As the name suggests, Australian Cattle Dogs were bred to herd cattle, nipping at their heels to get them to follow directions. These high-energy herding dogs are prized for their skills at working in warm temperatures and rough terrain across long distances. “These dogs are highly intelligent and playful,” Sunny says. “They benefit from a very involved family who can keep them busy.”


Basenji dog with cute ears

Weighing just 22 to 24 pounds, Basenjis might be small in size, but their personalities (and pointy ears) are larger than life. The historic African breed was once given to Egyptian pharaohs as gifts. “They are independent and incredibly intelligent,” according to Sunny. Basenjis need a lot of exercise and often enjoy high-energy sports like tracking and agility. 


Chihuahua dog in the grass

Thanks to their diminutive size and short hair, Sunny notes that Chihuahuas are best suited for warm climates. Their adorable appearance, sassy personality, and affectionate nature have made them popular pets. “Chihuahuas are a small, loving breed that bonds deeply with their people,” explains Sunny. “They do best with lots of attention.”


Two sweet corgi dogs in a field

When it comes to dog breeds with pointy ears, few may be more famous than the Corgi. Queen Elizabeth loved Corgis and they continue to be popular companions for all types of households. Sunny describes them as “compact” dogs that stand just 10 to 12 inches tall and weigh up to 30 pounds. Corgis are herding dogs that are affectionate with their families and good with other dogs but also have a protective nature that make them excellent watchdogs. “They are a source of endless laughter and playtime,” Sunny says.

German Shepherd

German Shepherd dog laying in a forest

Hailed as courageous, confident, and smart, German Shepherds are the quintessential working dog breed that are just as comfortable on search and rescue teams as they are on movie sets. “German Shepherds are a highly intelligent and even more loyal breed,” says Sunny. “They bond very deeply with their families [and] do best with a family who can keep up with their high energy.” This breed also needs consistent obedience training and lots of exercise to thrive.


Papillion dog breeds

Papillons got their name from the French word for butterfly due to their oversized pricked ears that stand out like butterfly wings on either side of their heads. The breed was developed during the Renaissance period as companions for noblewomen. Papillons might stand less than 11 inches tall and weigh fewer than 10 pounds, but these dogs are equal parts athletes and lap dogs. “Papillons are beautiful and athletic dogs,” Sunny says. “They tend to be very skilled agility dogs.”

Rat Terrier

Rat terrier dog breed outside

Rat Terriers were bred to kill rats and also originally excelled as well-rounded farm dogs that protected chickens, hunted, and guarded properties. With sufficient training, exercise and mental stimulation, these good-natured, affectionate, and playful dogs make great family companions. “Rat terriers are incredibly intelligent, so much that people may even see them as stubborn,” Sunny shares.

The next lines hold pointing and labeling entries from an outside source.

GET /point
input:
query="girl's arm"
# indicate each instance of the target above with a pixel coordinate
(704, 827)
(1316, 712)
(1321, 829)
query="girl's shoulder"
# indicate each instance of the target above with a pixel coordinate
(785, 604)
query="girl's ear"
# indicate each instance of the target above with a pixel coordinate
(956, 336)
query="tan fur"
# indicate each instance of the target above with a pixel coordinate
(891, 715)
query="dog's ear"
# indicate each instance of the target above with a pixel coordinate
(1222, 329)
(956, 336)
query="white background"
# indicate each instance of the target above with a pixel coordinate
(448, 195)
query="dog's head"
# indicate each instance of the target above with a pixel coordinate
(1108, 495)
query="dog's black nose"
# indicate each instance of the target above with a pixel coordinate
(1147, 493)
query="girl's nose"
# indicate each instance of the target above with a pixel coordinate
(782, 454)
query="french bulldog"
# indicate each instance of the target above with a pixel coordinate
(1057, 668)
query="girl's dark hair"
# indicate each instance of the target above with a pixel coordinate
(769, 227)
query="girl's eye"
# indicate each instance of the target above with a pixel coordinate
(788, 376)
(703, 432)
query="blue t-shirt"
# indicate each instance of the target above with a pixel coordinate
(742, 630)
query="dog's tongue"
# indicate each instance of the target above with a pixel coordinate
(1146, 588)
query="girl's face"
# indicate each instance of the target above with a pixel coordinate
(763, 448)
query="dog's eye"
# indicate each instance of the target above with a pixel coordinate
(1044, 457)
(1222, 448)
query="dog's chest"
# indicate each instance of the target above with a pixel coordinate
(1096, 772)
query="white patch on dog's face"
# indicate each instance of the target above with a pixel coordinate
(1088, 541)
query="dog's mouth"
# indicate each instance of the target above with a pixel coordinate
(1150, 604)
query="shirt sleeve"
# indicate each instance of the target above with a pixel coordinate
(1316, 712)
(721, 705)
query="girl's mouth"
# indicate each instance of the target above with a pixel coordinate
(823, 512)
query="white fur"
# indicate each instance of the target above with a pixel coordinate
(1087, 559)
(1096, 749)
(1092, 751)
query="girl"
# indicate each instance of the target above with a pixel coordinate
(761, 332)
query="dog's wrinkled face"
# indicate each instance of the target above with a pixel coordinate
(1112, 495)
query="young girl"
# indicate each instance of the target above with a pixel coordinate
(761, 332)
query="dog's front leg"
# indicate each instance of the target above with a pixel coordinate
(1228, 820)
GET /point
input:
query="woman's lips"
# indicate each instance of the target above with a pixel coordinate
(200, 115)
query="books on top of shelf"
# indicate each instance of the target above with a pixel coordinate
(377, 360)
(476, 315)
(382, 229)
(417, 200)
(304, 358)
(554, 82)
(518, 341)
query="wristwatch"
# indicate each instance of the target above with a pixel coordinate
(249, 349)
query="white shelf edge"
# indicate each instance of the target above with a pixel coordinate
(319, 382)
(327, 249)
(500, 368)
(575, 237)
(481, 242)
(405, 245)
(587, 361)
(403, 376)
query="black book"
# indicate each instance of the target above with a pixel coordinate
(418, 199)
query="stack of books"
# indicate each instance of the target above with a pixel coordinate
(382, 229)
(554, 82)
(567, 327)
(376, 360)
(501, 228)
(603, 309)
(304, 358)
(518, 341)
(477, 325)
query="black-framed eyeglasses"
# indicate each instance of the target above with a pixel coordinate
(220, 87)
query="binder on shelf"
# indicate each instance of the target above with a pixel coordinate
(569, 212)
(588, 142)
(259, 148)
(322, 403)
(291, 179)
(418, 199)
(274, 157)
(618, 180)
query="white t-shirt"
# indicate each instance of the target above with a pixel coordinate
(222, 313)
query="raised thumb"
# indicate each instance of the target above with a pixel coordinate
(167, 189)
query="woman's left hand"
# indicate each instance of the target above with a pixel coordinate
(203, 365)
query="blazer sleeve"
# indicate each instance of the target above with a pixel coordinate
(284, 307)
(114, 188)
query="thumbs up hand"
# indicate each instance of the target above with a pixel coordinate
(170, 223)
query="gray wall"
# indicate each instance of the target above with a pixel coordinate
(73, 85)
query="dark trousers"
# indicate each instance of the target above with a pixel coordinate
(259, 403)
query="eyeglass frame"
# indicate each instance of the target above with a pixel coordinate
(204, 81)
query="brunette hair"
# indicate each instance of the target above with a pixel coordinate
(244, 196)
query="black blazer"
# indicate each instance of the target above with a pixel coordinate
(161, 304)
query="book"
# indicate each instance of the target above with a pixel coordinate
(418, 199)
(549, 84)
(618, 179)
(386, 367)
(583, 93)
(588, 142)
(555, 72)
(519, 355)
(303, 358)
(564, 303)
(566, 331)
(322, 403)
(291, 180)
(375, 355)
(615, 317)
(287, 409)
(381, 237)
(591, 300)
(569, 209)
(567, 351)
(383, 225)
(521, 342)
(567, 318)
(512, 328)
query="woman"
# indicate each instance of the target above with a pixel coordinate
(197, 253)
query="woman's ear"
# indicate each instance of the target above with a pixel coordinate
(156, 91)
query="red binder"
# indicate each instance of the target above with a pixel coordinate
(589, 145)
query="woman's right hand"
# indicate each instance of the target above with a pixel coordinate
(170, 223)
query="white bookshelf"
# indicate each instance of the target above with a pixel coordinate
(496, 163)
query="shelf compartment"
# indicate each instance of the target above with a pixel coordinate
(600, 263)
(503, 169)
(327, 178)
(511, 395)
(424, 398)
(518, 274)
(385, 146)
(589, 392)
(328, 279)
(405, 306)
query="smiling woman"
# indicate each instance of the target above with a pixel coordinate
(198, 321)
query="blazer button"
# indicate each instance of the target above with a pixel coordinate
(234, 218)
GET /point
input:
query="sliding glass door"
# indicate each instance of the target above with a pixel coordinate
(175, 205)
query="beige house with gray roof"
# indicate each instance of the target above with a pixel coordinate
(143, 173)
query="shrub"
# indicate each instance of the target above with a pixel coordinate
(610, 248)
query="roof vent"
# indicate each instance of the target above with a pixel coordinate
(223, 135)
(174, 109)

Dogs with Pointy Ears: Tips and Advice

All dogs, whether pointy- or floppy-eared, need their ears cleaned as part of their grooming routine, but Sunny notes that it might be easier for dust and dirt to get into the ear canals of dogs with pointy ears. Be on the lookout for excessive head shaking or scratching, which could be a sign of ear irritation.

You’ll also need to monitor for infections or other ear-related issues like mites, allergies, or foreign objects lodged in the ears. 

In general, though, as long as you’re providing the proper care you would to any dog, you should be good to go when it comes to keeping your pointy-eared dog safe and healthy. “Dogs with naturally pointed/pricked ears don’t typically require any special or extra care,” says Sunny.